[Pixman] [PATCH 1/5] REPEAT_NORMAL support for nearest bilinear fast path

Wed May 25 05:15:43 PDT 2011

On Tue, May 24, 2011 at 6:02 PM, Taekyun Kim <podain77 at gmail.com> wrote:
> For sse2 and NEON fast path, nearest was also quite faster than general
> path. I will post some performance data for various nearest/bilinear cases
> later with your comments are applied.
>
> As you mentioned,  C fast path is slower than before due to function call
> overhead and division inside the loop.

Yes, we have a choice of implementing normal repeat by either having a
very small overhead per pixel in the scanline, or by taking your
approach and using existing none/pad scanline functions and stitching
them together, with less frequent but higher overhead between scanline
function calls. Both have their own advantages and weak points.

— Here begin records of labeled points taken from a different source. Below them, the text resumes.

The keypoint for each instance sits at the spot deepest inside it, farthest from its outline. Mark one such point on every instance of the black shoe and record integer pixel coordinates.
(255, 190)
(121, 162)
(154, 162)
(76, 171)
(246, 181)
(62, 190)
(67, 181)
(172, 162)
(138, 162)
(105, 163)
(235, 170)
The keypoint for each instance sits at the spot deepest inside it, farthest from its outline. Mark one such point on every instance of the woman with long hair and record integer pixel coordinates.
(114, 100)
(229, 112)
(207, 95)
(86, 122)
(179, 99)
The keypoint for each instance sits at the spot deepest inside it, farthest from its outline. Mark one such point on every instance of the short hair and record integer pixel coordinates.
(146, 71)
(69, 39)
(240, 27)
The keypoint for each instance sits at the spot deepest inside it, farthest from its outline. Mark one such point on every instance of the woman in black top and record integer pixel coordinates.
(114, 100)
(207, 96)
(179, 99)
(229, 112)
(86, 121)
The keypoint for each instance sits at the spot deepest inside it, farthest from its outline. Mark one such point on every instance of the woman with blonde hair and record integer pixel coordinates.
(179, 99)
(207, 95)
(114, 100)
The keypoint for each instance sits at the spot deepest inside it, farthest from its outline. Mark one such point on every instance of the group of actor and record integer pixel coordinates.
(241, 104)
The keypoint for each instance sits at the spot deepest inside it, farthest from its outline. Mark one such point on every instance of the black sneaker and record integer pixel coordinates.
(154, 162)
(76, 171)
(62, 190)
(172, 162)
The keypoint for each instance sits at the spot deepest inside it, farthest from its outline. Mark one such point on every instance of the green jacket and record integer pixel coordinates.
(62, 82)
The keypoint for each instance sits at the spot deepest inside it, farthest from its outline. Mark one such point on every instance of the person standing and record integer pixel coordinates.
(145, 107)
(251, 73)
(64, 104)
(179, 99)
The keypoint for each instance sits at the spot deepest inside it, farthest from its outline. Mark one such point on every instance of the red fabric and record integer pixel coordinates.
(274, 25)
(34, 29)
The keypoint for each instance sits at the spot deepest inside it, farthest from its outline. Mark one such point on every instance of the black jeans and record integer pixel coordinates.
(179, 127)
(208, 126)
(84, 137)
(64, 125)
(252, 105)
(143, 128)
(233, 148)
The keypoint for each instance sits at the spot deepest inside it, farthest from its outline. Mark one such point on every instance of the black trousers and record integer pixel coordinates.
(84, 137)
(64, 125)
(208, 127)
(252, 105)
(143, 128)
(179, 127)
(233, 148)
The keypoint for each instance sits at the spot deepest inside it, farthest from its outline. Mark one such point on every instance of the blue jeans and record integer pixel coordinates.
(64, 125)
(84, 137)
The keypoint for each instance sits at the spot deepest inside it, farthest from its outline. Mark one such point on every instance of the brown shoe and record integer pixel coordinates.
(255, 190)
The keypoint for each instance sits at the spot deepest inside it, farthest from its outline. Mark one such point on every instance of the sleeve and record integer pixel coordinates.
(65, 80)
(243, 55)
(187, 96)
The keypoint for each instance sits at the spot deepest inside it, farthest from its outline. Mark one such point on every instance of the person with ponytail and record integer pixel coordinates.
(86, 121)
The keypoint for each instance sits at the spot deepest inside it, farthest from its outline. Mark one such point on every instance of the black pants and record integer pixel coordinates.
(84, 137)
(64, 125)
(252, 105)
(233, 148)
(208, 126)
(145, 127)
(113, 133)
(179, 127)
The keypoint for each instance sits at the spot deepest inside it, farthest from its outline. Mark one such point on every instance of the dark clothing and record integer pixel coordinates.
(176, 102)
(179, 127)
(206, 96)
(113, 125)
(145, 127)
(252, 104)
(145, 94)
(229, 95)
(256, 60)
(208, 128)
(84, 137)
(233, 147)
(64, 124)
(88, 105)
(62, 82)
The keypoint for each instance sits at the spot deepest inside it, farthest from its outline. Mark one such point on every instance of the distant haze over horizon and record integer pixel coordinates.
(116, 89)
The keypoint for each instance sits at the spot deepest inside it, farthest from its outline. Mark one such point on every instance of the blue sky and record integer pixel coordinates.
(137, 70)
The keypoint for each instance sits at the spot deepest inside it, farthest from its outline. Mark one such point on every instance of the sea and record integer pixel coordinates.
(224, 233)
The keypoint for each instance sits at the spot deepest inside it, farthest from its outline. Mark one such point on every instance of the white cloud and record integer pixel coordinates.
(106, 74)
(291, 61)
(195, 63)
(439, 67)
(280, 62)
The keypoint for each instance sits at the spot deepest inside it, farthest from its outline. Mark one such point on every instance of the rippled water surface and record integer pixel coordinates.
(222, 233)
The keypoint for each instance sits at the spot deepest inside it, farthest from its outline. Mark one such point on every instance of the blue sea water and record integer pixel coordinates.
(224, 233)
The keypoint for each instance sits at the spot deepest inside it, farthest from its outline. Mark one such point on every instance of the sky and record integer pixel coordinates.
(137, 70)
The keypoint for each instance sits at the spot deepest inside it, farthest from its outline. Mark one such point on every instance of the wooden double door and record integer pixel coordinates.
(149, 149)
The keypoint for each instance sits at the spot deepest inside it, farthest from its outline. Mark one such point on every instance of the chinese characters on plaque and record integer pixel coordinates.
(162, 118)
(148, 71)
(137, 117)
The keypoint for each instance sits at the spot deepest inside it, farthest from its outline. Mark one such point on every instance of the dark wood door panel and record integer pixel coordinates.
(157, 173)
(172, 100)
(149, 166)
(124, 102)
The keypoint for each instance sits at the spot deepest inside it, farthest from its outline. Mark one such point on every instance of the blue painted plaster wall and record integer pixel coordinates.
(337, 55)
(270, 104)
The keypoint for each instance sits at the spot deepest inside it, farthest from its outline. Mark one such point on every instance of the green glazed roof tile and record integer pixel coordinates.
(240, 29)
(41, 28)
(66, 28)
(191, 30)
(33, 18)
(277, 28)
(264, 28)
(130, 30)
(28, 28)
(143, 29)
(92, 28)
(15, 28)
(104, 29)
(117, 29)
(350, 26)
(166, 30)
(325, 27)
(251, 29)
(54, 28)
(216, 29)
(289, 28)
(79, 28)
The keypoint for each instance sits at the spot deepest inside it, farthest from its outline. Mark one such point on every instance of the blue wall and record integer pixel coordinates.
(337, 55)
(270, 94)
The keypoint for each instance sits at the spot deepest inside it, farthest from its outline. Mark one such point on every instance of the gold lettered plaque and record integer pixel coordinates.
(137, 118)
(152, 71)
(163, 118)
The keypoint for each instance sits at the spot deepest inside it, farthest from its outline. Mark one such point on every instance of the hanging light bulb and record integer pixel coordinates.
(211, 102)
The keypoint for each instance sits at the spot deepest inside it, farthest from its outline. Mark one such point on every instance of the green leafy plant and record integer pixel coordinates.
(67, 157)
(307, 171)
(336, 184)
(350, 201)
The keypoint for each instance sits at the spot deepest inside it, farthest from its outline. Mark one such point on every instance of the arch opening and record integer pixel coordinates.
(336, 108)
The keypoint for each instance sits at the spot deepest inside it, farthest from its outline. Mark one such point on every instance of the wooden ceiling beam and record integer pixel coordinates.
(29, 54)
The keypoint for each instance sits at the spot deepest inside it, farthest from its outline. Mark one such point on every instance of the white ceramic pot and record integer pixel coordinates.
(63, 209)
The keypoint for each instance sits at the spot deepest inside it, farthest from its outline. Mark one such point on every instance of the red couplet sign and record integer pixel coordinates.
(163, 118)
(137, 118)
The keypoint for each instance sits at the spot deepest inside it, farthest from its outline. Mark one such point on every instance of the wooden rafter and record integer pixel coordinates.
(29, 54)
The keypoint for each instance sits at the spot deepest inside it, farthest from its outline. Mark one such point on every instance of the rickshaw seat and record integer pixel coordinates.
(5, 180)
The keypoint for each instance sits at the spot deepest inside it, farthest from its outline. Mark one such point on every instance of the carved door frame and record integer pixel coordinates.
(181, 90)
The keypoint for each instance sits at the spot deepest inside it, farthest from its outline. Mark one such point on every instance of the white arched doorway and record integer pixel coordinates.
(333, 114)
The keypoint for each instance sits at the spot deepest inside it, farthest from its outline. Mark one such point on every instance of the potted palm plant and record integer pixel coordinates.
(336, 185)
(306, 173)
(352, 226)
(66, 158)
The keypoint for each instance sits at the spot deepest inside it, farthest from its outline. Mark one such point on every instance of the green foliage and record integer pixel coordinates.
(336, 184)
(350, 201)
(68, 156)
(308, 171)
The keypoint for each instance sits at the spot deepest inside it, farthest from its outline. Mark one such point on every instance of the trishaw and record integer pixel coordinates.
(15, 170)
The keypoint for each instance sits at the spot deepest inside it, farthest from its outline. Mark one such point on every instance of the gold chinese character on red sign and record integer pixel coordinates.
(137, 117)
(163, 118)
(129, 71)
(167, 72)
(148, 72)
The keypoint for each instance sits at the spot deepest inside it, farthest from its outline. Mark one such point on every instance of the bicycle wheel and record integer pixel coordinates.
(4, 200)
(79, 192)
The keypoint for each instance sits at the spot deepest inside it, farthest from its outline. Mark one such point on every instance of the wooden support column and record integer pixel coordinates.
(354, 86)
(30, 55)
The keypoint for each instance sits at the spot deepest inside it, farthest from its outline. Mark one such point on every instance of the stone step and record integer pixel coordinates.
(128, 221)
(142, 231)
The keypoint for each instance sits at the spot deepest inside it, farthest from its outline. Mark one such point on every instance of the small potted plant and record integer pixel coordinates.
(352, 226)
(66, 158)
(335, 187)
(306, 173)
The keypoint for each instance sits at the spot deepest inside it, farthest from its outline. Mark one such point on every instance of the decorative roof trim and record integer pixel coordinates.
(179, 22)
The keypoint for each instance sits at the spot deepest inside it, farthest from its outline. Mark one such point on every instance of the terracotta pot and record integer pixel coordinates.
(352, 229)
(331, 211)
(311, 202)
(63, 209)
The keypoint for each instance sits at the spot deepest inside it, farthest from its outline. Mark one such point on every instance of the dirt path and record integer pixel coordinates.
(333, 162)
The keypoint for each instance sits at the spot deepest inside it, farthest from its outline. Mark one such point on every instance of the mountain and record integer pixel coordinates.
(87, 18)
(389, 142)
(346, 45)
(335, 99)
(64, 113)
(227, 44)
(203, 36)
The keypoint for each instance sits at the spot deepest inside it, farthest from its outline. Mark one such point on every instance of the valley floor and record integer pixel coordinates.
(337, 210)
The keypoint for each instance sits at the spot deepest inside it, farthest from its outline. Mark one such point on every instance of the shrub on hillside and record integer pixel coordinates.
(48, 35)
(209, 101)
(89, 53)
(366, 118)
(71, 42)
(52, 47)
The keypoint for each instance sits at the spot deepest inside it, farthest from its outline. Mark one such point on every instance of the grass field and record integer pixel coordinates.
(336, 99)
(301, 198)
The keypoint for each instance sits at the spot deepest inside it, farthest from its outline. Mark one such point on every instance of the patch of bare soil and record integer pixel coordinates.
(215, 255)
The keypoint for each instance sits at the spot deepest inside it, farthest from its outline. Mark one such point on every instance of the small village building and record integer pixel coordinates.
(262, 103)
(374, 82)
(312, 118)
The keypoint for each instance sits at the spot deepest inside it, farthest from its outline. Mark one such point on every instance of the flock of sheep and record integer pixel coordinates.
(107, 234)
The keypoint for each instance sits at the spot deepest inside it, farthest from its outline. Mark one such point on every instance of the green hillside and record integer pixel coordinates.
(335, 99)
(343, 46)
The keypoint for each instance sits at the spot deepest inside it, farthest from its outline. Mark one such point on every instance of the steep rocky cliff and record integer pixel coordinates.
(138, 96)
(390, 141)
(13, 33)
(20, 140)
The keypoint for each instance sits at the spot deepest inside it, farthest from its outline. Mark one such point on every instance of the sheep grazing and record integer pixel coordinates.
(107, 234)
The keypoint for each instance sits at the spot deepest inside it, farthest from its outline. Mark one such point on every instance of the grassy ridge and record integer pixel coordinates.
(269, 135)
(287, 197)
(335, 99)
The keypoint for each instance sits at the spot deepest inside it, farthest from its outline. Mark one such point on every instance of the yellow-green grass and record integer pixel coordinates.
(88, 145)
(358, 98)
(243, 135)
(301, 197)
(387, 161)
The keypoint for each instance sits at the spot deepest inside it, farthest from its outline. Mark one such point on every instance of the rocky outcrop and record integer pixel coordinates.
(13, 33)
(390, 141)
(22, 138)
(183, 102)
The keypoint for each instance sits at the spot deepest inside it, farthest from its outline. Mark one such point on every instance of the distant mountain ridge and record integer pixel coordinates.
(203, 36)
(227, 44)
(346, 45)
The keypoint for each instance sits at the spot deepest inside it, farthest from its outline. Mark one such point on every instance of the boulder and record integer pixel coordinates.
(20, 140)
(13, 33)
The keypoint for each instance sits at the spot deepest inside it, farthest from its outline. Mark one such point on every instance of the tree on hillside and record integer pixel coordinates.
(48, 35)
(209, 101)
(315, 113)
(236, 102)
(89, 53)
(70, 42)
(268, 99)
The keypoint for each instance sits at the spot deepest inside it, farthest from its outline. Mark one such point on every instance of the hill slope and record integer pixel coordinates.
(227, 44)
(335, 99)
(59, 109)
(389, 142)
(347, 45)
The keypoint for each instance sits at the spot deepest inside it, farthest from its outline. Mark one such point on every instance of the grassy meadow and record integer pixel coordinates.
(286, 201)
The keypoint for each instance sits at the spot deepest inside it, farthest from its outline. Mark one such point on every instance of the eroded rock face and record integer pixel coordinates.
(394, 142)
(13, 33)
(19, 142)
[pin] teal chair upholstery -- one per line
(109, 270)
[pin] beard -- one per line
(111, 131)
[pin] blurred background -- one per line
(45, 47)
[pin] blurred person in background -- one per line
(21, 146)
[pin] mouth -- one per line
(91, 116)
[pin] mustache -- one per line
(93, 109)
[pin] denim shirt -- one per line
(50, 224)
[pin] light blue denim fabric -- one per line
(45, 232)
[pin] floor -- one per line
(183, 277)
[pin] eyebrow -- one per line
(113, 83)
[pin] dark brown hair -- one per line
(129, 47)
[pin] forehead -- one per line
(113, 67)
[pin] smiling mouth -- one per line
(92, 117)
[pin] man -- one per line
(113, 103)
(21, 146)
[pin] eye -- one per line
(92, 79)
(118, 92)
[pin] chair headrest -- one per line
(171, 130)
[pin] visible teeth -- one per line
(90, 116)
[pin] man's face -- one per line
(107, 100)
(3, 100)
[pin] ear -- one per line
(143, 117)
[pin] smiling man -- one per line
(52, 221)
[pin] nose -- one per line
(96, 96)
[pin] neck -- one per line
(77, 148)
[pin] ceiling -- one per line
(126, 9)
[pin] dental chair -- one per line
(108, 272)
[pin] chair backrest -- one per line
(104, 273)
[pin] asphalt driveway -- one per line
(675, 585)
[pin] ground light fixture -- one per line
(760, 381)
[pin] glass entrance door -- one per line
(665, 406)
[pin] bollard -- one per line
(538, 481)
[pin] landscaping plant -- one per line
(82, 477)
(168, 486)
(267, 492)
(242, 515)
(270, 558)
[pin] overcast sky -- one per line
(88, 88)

> To achieve REPEAT_NORMAL support, we can make scanline functions to support
> it(Plan A) or we can choose break-down-to-non-repeat approach(Plan B).
> Obviously the plan B causes function call overhead, so basically I think
> the plan A could be an optimal solution. But it requires a lot of changes in
> current fast path implementations.

Appears that "Plan A" is not so difficult to implement. I have a
nearly finished work-in-progress implementation here:
    http://cgit.freedesktop.org/~siamashka/pixman/log/?h=nearest-normal-repeat

And the overhead can be reduced a bit more by replacing "while ()"
with "if ()" in the case if we restrict fast paths only to be used for
the cases when "unit_x < source image width". I'll try to tweak the
code a bit to see if the performance can be improved. The ARM NEON
fast paths already support nearest scaling for 16bpp and 32bpp
sources, and normal repeat actually fits quite naturally there.

> As an alternative, we can first take plan B (because we can benifit from
> already implemented sse2 and NEON fast paths) and later move to plan A one
> by one if it is requied.

I propose not to run after two hares and just focus on implementing
your method for bilinear scaling first. Then decide what to do with
the nearest scaling later.

-- 
Best regards,
Siarhei Siamashka